Results and Observations: 100 male Subjects having COPD with history of smoking were selected and grouped into exercising and non-exercising groups. The mean age of former group was 39.78±7.65 while that of latter group was 40.19±9.50 years (Table 1). The spirometric values namely FVC,FEV1,FEV1/FVC % and FEV1 % Predicted were significantly lower in non exercising group in comparison with those doing exercise (P<0.001 for all) (Table 2). The estimated values of GPX(glutathione peroxidase), SOD(superoxide dismutase) and Catalase were significantly lower (p<0.001 for all) in non exercising group but the levels of MDA were higher(p<0.001) in the same as compared to exercising group (Table 3). The levels of HDL(<0.001) were significantly higher and VLDL(p=0.03) were significantly lower in exercising group as compared to non exercising group (Table 4).
In the present study the levels of HDL and VLDL were improved in smoker COPD group doing exercise which can be attributed to beneficial effects of exercise on lipid status [7]. Improvement in lipid profile has been shown in unsupervised jogging and prolonged aerobic exercises [15,16]. In our study smokers not doing any sort of exercise had deranged lipid profile which can be explained on the basis of effects of smoking on lipid profile [3].

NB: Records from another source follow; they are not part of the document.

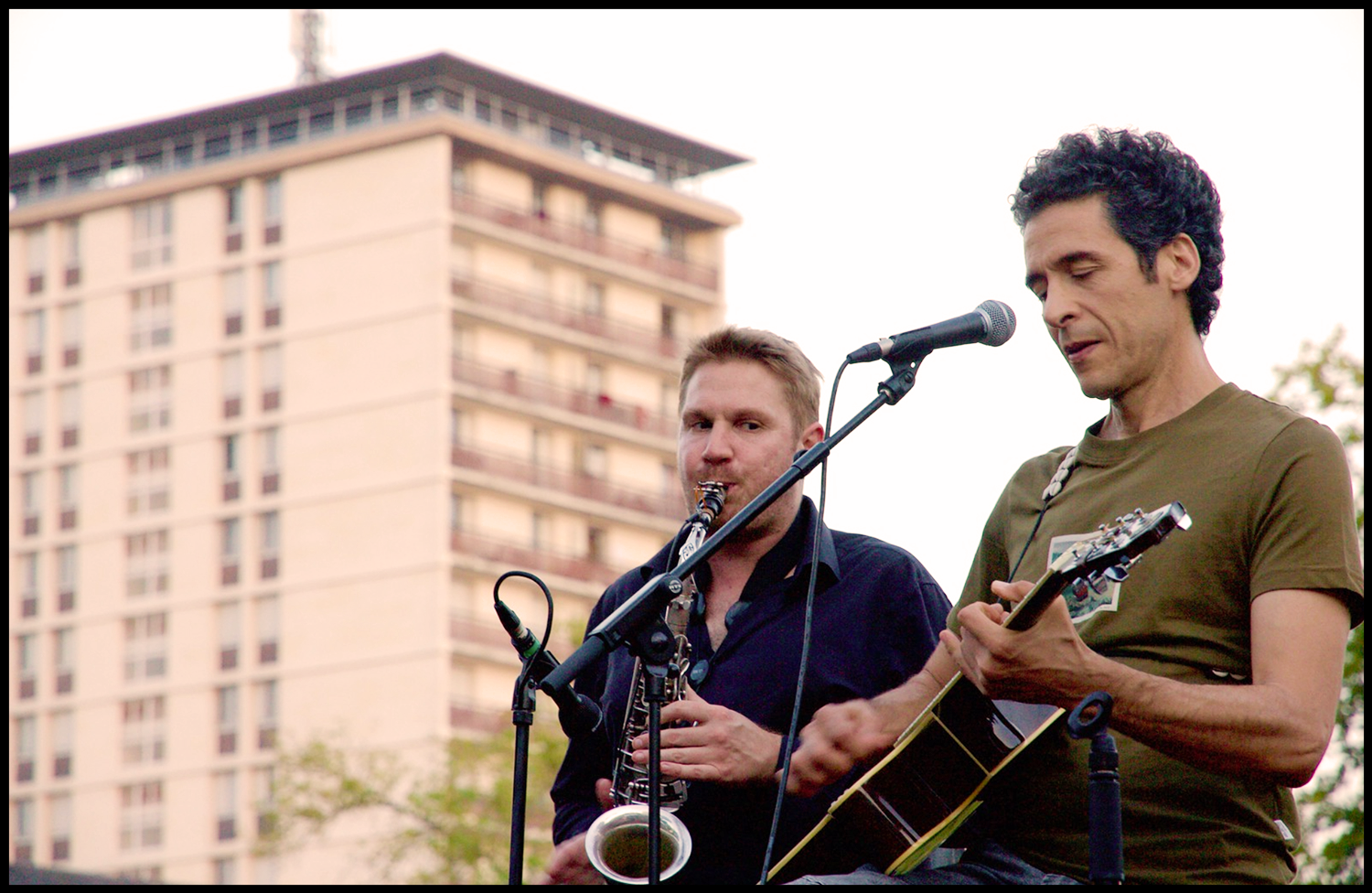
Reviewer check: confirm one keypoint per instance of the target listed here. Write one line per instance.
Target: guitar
(933, 778)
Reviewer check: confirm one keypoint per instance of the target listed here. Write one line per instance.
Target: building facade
(291, 382)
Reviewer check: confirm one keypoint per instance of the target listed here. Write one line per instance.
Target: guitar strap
(1059, 479)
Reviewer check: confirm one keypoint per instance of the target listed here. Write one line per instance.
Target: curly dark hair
(1154, 192)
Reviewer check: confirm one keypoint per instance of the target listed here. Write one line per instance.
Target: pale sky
(886, 145)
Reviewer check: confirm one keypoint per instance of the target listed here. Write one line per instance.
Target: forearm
(1246, 730)
(903, 704)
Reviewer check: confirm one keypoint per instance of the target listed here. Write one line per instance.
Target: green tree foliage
(447, 826)
(1325, 382)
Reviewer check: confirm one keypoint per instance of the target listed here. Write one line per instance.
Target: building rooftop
(436, 84)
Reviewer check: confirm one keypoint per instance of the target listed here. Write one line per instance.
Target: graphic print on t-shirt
(1084, 598)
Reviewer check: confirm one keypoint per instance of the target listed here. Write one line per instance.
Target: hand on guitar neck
(1045, 664)
(842, 736)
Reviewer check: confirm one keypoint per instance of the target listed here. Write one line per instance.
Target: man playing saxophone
(749, 400)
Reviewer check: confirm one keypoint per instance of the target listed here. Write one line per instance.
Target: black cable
(804, 638)
(548, 629)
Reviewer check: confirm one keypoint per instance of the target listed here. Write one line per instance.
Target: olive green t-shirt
(1270, 503)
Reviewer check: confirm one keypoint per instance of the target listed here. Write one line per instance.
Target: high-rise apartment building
(291, 382)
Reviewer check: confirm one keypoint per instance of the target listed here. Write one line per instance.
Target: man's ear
(1179, 263)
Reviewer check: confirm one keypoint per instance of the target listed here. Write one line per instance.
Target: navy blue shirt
(877, 619)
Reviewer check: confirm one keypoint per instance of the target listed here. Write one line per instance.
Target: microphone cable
(804, 638)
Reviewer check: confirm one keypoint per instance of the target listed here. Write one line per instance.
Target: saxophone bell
(617, 844)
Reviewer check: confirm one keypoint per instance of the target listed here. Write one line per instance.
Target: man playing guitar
(1223, 651)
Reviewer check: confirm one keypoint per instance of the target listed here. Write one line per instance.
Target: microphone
(576, 712)
(992, 323)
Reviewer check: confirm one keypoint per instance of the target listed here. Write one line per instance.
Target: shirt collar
(793, 550)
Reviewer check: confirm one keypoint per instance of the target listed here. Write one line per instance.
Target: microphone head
(1001, 323)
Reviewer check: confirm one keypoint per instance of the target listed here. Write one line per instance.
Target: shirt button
(734, 612)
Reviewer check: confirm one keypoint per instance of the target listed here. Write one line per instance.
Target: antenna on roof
(307, 43)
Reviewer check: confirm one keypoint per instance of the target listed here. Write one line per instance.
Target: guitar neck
(1032, 605)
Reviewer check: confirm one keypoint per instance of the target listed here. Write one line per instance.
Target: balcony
(576, 236)
(521, 555)
(581, 403)
(581, 486)
(545, 310)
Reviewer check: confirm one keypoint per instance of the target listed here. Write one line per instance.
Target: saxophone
(617, 840)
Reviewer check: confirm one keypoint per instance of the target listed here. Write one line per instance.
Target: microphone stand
(521, 709)
(638, 623)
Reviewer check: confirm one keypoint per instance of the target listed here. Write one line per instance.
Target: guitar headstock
(1109, 554)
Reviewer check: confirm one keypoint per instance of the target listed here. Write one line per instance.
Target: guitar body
(929, 783)
(933, 778)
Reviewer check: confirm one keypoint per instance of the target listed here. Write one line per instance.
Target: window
(27, 665)
(63, 660)
(29, 585)
(230, 467)
(27, 748)
(232, 370)
(151, 233)
(145, 646)
(69, 403)
(22, 830)
(38, 242)
(233, 301)
(150, 480)
(230, 550)
(227, 717)
(233, 219)
(150, 321)
(69, 320)
(140, 815)
(32, 422)
(674, 241)
(455, 511)
(66, 577)
(148, 557)
(225, 797)
(595, 461)
(145, 730)
(271, 544)
(59, 816)
(540, 200)
(272, 294)
(63, 737)
(69, 495)
(595, 299)
(230, 627)
(271, 368)
(150, 400)
(269, 629)
(33, 334)
(538, 531)
(272, 216)
(30, 500)
(271, 459)
(266, 708)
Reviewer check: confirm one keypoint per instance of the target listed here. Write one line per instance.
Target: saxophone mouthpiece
(710, 500)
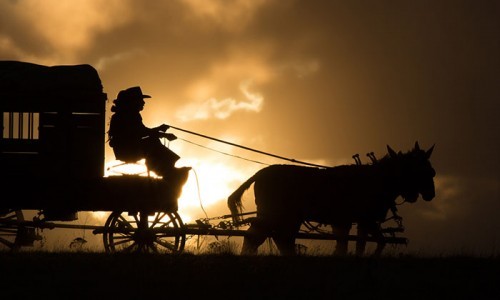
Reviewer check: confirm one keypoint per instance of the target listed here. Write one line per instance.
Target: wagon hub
(144, 236)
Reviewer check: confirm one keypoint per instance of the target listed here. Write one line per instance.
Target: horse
(287, 195)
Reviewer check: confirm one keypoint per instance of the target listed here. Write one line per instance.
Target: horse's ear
(392, 153)
(429, 152)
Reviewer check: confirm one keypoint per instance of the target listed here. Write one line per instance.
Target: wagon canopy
(24, 77)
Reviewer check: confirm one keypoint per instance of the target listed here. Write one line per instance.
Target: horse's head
(414, 173)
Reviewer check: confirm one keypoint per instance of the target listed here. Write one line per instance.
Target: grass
(79, 275)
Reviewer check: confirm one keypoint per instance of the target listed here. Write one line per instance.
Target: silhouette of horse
(288, 195)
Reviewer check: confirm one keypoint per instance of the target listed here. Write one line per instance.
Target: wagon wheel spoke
(166, 245)
(141, 233)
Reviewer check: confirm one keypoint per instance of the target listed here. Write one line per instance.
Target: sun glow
(205, 192)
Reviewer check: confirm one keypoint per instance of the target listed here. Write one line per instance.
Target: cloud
(224, 108)
(228, 15)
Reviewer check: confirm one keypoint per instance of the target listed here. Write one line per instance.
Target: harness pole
(250, 149)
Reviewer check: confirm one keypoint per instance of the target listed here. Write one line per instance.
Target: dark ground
(186, 276)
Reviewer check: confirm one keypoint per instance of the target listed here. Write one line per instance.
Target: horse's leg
(377, 234)
(362, 234)
(342, 233)
(285, 239)
(254, 237)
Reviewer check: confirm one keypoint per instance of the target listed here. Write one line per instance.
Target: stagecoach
(52, 162)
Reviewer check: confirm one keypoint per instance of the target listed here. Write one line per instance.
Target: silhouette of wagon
(52, 160)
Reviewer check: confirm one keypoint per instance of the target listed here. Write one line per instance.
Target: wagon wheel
(139, 232)
(9, 229)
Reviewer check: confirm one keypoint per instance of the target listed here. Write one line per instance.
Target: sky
(316, 81)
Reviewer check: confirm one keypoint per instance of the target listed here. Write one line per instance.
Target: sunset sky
(316, 81)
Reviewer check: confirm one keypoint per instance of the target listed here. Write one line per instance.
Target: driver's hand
(170, 136)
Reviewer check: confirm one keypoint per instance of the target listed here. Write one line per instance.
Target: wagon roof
(27, 78)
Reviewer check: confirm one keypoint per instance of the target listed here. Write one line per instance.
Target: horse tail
(234, 200)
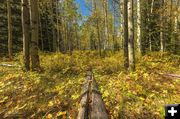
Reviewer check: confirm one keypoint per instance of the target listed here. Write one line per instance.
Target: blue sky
(82, 7)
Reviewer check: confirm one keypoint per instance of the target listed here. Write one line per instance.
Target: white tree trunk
(131, 36)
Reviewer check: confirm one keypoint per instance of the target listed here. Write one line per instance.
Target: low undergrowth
(55, 92)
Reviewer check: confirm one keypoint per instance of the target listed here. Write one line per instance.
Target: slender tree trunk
(139, 48)
(126, 58)
(105, 25)
(161, 28)
(176, 42)
(131, 36)
(53, 27)
(57, 26)
(122, 22)
(98, 29)
(149, 15)
(9, 29)
(26, 34)
(34, 35)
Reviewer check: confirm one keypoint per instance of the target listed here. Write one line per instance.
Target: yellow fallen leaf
(49, 116)
(50, 103)
(61, 113)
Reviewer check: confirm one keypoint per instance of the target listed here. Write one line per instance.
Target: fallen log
(91, 104)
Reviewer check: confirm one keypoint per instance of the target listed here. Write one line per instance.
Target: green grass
(55, 92)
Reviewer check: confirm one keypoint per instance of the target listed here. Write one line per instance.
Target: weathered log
(91, 104)
(98, 110)
(84, 101)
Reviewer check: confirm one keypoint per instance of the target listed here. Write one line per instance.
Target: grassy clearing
(54, 93)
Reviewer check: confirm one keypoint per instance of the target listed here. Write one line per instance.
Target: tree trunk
(161, 28)
(176, 42)
(126, 58)
(57, 27)
(26, 33)
(9, 29)
(105, 25)
(149, 15)
(131, 36)
(34, 35)
(139, 48)
(53, 27)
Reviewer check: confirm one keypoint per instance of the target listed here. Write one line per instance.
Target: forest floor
(55, 92)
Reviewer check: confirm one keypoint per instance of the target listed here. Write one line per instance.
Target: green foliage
(55, 92)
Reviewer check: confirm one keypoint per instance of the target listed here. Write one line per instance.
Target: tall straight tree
(131, 36)
(9, 29)
(126, 58)
(26, 33)
(139, 48)
(161, 28)
(106, 38)
(34, 35)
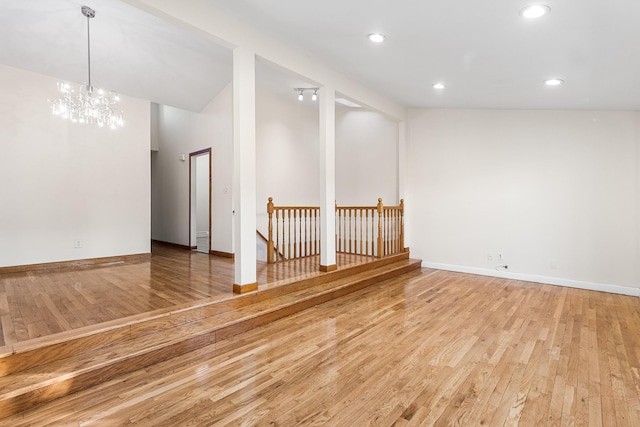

In present study the levels of anti oxidant enzymes were reduced and MDA which is an indirect measure of free radical activity was increased in non exercising COPD group in comparison to exercising COPD group. Oxidative stress is implicated in pathogenesis of COPD and contribute to inflammatory processes and proteolytic activity [17] which is thus expected to be present in both study groups though inflammatory markers have not been evaluated in the present study. In recent years the role of inflammatory cytokines has been demonstrated in oxidative stress [18]. The possible explanation for lower oxidant anti-oxidant imbalance in exercising COPD group in our study can be due to recent findings which suggest that exercise have potent anti inflammatory effect and enhance antioxidant defenses [19-21]. Inflammatory cytokines like IL 6 decrease the activity of lipoprotein lipase which in turn elevates triglyceride levels [22]. The study done by Panagiotakos etal [23] demonstrated lower levels of inflammatory markers in physically active persons compared to those following sedentary lifestyles. In our study improved lipid profile in exercising COPD group can be attributed to anti-inflammatory effects of exercise [24].
All the subjects included in our study belonged to moderate COPD group as per GOLD classification [8]. Lung functions were reduced in both groups though statistically reduction was less in those who were following self regime of exercise and thus were more physically active in comparison to other group and are expected to have lesser pro inflammatory cytokines (though we have not measured them) thus limiting inflammation and lung function decline. Inflammation is known to effect lung functions in COPD [25,26] and physical inactivity is linked to COPD [27]. Exercise has anti-inflammatory effects and also provides symptomatic improvement [28]. Thus possible explanations for our findings could be low levels of inflammation and lesser physical inactivity.
In conclusion on the basis of study the Oxidant Anti- Oxidant imbalance, lipid profile derangement and lung function decline is less in exercising COPD group as compared to those who were not exercising.
Limitation of the present study is that the subjects included were newly diagnosed cases not following any recommended or supervised exercises but were doing self-exercise regime. Thus a follow up study before and after enrolling subjects to pulmonary rehabilitation is required along with evaluation of pro and anti inflammatory cytokines.
Authors are thankful to participants of the study and also to the supporting staff.